In 2018, Professor of Music Philip Rudd founded the Concerto-Aria Competition to showcase individual performers at Denison. The competition is an important experience for accomplished music students, many of whom go on to pursue careers in music.
Eligible singers and instrumentalists apply for the competition with the sponsorship of their private lesson professors and perform their pieces with piano accompaniment in a public competition. One to three winners are ranked and selected each year by an outside expert adjudicator.
This year’s Concerto-Aria Competition winners are Max Bishop ’26, clarinet; Andrew Hanson ’26, tenor; and Rumi Kang ’26, composition.
On April 18, Kang will perform a world premiere of his piano concerto alongside the Denison University Symphony Orchestra. Kang shares his reflections in this Q&A.
Q: When did you start working on this concerto?
A: In the last semester of my junior year, I started writing some music. Over the summer, when I did summer research for the concerto, I was intending to take the music I had and just make more of it and add onto it. But Professor Ching-chu Hu encouraged me to start over, basically. He said, ‘You have too many different ideas,’ so I really started this concerto this past summer.
Q: Did you always plan for this piece to be entered in the Concerto Competition?
A: I didn’t have that in mind. I just wanted to make a piece.
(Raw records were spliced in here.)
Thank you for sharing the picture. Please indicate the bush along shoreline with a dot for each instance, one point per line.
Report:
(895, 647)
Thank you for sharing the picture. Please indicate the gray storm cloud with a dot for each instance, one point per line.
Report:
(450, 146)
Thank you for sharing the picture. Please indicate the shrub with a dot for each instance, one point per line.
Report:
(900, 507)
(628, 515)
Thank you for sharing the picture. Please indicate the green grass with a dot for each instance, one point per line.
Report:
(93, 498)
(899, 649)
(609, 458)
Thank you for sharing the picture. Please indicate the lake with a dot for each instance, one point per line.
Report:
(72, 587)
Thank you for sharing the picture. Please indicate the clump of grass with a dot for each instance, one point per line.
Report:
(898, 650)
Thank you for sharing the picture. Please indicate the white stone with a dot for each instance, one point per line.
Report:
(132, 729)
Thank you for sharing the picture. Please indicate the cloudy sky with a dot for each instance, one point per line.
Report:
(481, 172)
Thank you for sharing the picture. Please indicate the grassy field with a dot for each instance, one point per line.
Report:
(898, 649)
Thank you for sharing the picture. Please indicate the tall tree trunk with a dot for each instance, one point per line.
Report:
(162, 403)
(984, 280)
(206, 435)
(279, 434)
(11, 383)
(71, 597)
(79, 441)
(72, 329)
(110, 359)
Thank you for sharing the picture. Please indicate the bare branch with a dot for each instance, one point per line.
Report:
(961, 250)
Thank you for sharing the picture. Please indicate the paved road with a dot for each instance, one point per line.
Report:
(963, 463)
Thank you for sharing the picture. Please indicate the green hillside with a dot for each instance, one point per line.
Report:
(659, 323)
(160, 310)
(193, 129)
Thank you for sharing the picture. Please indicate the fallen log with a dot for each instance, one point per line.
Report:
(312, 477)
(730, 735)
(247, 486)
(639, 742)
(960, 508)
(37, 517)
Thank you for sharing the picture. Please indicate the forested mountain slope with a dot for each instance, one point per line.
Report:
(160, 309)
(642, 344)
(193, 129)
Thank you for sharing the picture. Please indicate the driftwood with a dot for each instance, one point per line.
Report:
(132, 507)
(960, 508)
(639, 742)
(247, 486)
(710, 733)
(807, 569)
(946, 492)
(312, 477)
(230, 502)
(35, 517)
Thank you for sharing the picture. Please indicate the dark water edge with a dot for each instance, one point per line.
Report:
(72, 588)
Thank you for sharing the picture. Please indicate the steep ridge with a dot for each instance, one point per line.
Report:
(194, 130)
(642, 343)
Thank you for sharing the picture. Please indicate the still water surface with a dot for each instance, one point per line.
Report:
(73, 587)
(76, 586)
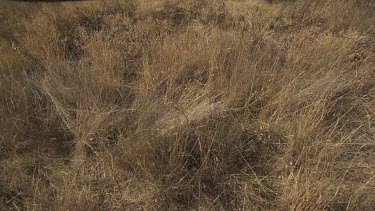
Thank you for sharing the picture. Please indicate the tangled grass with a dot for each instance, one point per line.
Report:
(187, 105)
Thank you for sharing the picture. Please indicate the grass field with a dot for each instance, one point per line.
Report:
(187, 105)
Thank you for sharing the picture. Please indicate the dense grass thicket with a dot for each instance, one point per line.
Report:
(187, 105)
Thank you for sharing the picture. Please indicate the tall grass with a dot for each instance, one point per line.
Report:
(187, 105)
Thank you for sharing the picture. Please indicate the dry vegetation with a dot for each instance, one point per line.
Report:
(187, 105)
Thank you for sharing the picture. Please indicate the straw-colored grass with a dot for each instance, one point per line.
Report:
(187, 105)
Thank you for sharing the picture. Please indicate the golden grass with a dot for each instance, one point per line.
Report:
(187, 105)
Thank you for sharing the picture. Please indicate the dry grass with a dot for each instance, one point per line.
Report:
(187, 105)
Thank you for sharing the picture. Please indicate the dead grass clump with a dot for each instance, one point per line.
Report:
(193, 105)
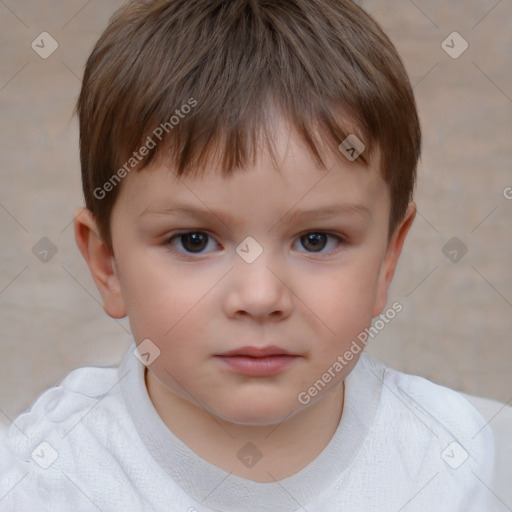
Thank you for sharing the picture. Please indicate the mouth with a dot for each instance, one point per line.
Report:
(257, 362)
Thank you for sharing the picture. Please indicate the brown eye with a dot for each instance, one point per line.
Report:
(193, 242)
(316, 241)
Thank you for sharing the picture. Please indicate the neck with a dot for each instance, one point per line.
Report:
(259, 453)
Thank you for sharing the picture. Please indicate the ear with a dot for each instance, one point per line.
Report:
(393, 251)
(101, 263)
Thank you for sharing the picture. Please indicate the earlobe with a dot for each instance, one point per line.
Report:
(390, 261)
(100, 262)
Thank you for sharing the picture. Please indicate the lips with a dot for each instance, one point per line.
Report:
(257, 362)
(251, 351)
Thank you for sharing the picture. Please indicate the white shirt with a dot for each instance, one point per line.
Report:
(95, 442)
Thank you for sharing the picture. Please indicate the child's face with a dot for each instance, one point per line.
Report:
(197, 297)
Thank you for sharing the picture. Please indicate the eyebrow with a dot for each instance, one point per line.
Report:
(227, 218)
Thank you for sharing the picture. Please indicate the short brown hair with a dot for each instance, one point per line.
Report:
(228, 62)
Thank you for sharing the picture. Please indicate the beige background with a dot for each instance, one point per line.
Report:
(457, 318)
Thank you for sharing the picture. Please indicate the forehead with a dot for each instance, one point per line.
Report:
(293, 185)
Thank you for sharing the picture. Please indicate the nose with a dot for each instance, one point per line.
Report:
(259, 289)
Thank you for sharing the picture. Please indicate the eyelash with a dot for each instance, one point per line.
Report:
(168, 242)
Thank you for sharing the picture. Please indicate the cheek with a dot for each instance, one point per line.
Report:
(163, 301)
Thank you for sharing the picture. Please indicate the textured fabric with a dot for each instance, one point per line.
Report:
(96, 443)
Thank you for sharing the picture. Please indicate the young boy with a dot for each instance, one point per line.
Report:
(248, 169)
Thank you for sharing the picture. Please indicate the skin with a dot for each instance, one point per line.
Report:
(311, 300)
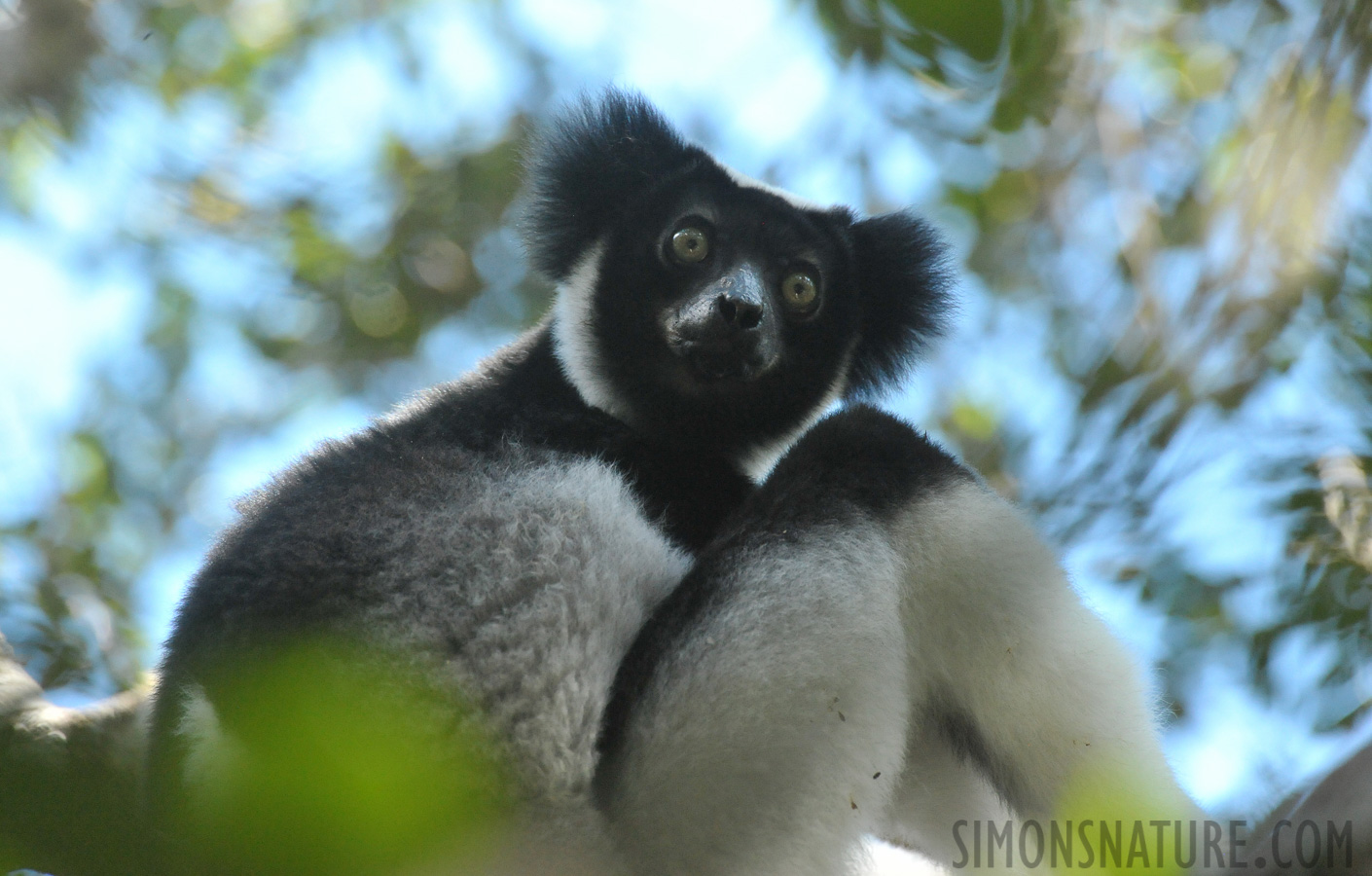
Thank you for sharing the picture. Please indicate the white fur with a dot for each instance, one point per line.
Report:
(991, 619)
(759, 746)
(211, 754)
(574, 338)
(796, 201)
(756, 748)
(758, 461)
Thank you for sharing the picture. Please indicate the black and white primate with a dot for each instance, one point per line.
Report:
(695, 671)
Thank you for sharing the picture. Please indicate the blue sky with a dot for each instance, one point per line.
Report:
(76, 293)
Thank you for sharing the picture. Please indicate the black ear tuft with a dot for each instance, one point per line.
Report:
(583, 167)
(906, 288)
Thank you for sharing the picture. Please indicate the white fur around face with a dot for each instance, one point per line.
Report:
(574, 338)
(796, 201)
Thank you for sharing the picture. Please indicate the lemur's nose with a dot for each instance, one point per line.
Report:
(740, 310)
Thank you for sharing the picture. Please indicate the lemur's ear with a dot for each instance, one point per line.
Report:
(586, 164)
(906, 288)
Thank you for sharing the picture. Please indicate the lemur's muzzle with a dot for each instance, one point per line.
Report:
(728, 330)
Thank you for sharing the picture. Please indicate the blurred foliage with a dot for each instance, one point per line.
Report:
(1173, 196)
(334, 761)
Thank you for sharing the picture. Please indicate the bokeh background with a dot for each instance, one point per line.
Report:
(231, 228)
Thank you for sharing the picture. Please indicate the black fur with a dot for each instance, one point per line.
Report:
(583, 170)
(313, 549)
(612, 173)
(859, 461)
(906, 283)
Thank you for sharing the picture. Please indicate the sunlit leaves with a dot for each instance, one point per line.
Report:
(1007, 50)
(335, 762)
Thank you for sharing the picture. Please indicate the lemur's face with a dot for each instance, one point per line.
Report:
(720, 308)
(703, 307)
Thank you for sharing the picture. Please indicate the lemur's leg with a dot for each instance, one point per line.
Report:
(759, 722)
(1018, 677)
(872, 602)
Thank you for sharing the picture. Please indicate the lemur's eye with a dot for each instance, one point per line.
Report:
(690, 244)
(799, 291)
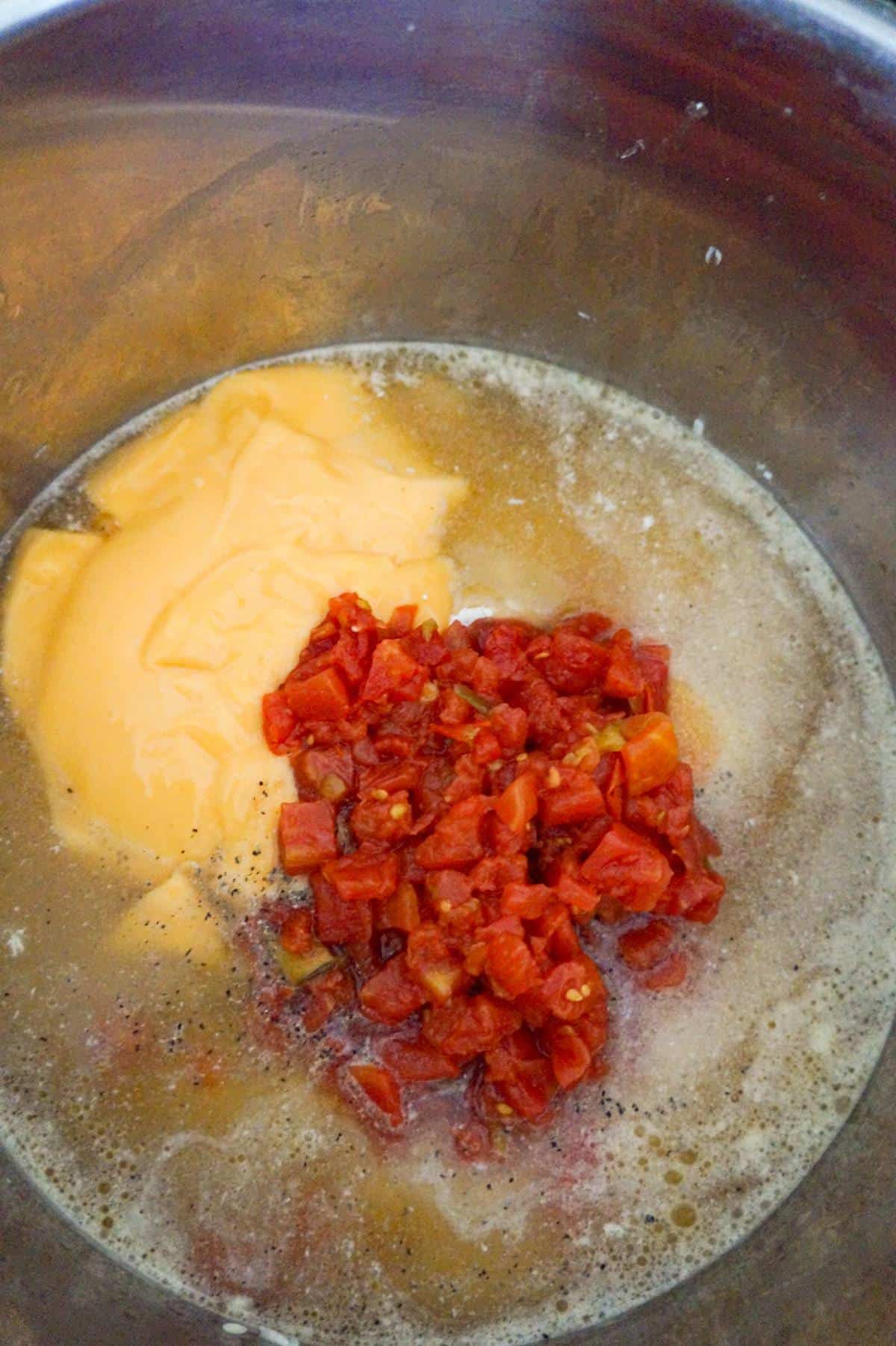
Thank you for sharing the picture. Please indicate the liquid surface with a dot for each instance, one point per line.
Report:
(132, 1089)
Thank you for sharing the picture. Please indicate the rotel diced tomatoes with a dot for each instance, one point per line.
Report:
(307, 835)
(570, 1056)
(650, 751)
(393, 675)
(401, 910)
(381, 1089)
(468, 803)
(392, 994)
(518, 806)
(526, 900)
(361, 879)
(296, 933)
(456, 840)
(629, 867)
(623, 677)
(510, 967)
(319, 697)
(416, 1062)
(338, 921)
(278, 722)
(434, 965)
(464, 1029)
(575, 799)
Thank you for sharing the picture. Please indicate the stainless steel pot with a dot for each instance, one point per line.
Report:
(696, 202)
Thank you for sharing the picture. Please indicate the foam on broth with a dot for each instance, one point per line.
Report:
(720, 1094)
But as I thought about it more, it dawned on me that I could actually do this, especially when I was writing the proposal for my summer research.
Q: What did your composing process look like over the summer?
A: I would walk around Granville and think about certain musical ideas, and then whenever something good popped up, I would go to Eisner and try to write it down. But most of my compositional process is silent. I met with Professor Hu twice a week, and we’d talk about certain ideas that I had and whether I should develop them or put them aside for now. In the beginning, he encouraged me to generate 30 ideas a day. The idea could be 10 seconds, it could be 20 seconds, it could be a minute. He encouraged me to generate a lot of them, to keep me from censoring myself. So no matter how bad I thought it was, I just wrote whatever came to my head. Professor Hu wanted me not to be so judgmental about my ideas because if I shoot down every idea that comes, I can’t get anything done.
Q: What was your process for orchestrating the piece?
A: I write my music on the piano first, and then I orchestrate it. And usually when I come up with an idea, I’m not just hearing piano notes. For example, one idea I might hear as a flute, or maybe I hear the idea as a low instrument, like a bassoon or a bass. Basically, I have to decipher what I hear in my head and match it to an instrument.
Q: How are you feeling about performing?
A: I’m feeling nervous. I’ve been practicing it a lot, and I think I’ll do okay. I still have time, and if I practice every day, that’ll add up. But I can’t really do anything to stop the nerves. I can only let the nerves make me practice more.
Q: Is there anything that you want people to know about the piece?
A: I would say that this piece was inspired by a lot of composers, especially Prokofiev and Rachmaninoff. My piece starts big, and the middle is slow and beautiful, and then it ends very climactically. In the grand scheme of things, this piece is not a very radical piece. It’s still sort of romantic-sounding. And it is a living piece, so it’s not finished.
Denison University Symphony Orchestra concert
7 p.m., Saturday, April 18, in Swasey Chapel
Free, tickets not required
The Denison Symphony Orchestra, Chamber Singers, and Concert Choir present an evening of choral and orchestral music featuring works by Haydn and Mendelssohn, alongside performances by the 2025-26 Concerto-Aria Competition winners: Max Bishop ’26, clarinet; Andrew Hanson ’26, tenor; and Rumi Kang ’26, composition.
The program includes Haydn’s Te Deum and Mendelssohn’s Verleih uns Frieden, and Hear My Prayer, Finzi’s Clarinet Concerto performed by Bishop, Guido’s Song from Nine sung by Hanson, and the world premiere of Kang’s Piano Concerto, performed by the composer. Conducted by Philip Rudd and Harris Ipock, the concert celebrates masterworks, student artistry, and new music.